Easily accessible off the M42/M6, we did not have to queue once during our visit, which saw us immediately head for the afore-mentioned Thomas Land – as that was the principle attraction for my three-year-old son Jack.
Within this section alone, there are 15 separate attractions, and we eased our way in with Lady’s Carousel - a gentle ride on Lady’s engine for the very small.
While on this ride, we could see the large red cars of Winston’s Whistle-Stop Tour, which wound their way around a track suspended in the air above our heads.
There was a similar ride on terra firma, Terence’s Driving School, which wound in and out of a farmyard.
Jack loved both, as he was able to sit in the front and ‘drive’ the car, while I sat in the back with his eight-month-old sister Amelie and enjoyed the ride!
We lunched at one of the cafes, which offered a very reasonably-priced kids meal (during which I discovered that Jack likes apple – good to know!), and then wandered over to the centrepiece of Thomas Land – Knapford Station.
From here, actual trains, pulled along by Thomas, Percy and Rosie, take you from one end of the park to the other.

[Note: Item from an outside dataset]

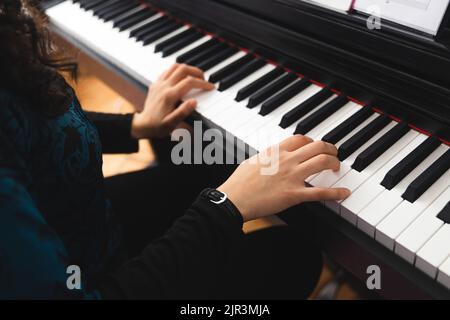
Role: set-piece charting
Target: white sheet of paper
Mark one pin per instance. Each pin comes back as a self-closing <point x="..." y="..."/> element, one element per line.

A friendly guard was on hand to help us on with our buggy, and there was plenty to look at and point out to Jack along the way.
The train took us to the far side of the park, and it was here that we started discovering things I was not expecting to find, as we walked back.
After a quick toilet break in the convenient and well-appointed baby changing facilities, we made our way past the outdoor adventure playground to the exciting-looking Dino Park.
A fearsome Tyrannosaurus Rex looms over the entrance, while inside, a variety of prehistoric beasts, all with their own educational information panel, thrill and scared Jack in equal measure.
Just past the dinosaurs were a collection of all-together more real beasts, in the Drayton Manor Zoo.
I am always a bit dubious about the morality of zoos, but this one seemed one of the better, and they proudly advertise their an environmental enrichment program.
They say: “Environmental enrichment enhances the animal enclosures to stimulate occupants to investigate, interact, hunt and display a wide range of natural behaviours.”
Among the more than 100 species, the monkeys (I’m sure they have more scientific names) were a favourite, as was the reptile house, especially the ever-increasing sizes of tortoises.
We made our way back to Thomas Land and dodged out of the rain into Emily’s Indoor Play Area – a large indoor playground where parents can rest their feet for a few minutes while the kids run around, and then braved Harold’s Helicopter Tours, a spinning, rising ride of helicopters that flies high above the park (at a fairly gentle pace though).
Had Jack been slightly older (or taller), we could also have taken in the Troublesome Trucks Coaster, Diesels Locomotion Mayhem, Jeremy Jet, Crazy Bertie Bus, Rocking Bulstrode and Cranky the Crane Drop Tower.
In the main section of the park, there is the Action Park, which includes Apocalypse, recently voted the scariest ride in the UK and Maelstrom – a stomach-churning gyro-swing which flies high (and upside-down) into the air.
There is also Pirate Cove, with appropriately themed rides and eateries; Fisherman’s Wharf and the Aerial Park, all of which we will certainly take in when I drag my wife along next time.
Tickets start at £20 for adults, with children from £5. A toddler and adult ticket is available for £30.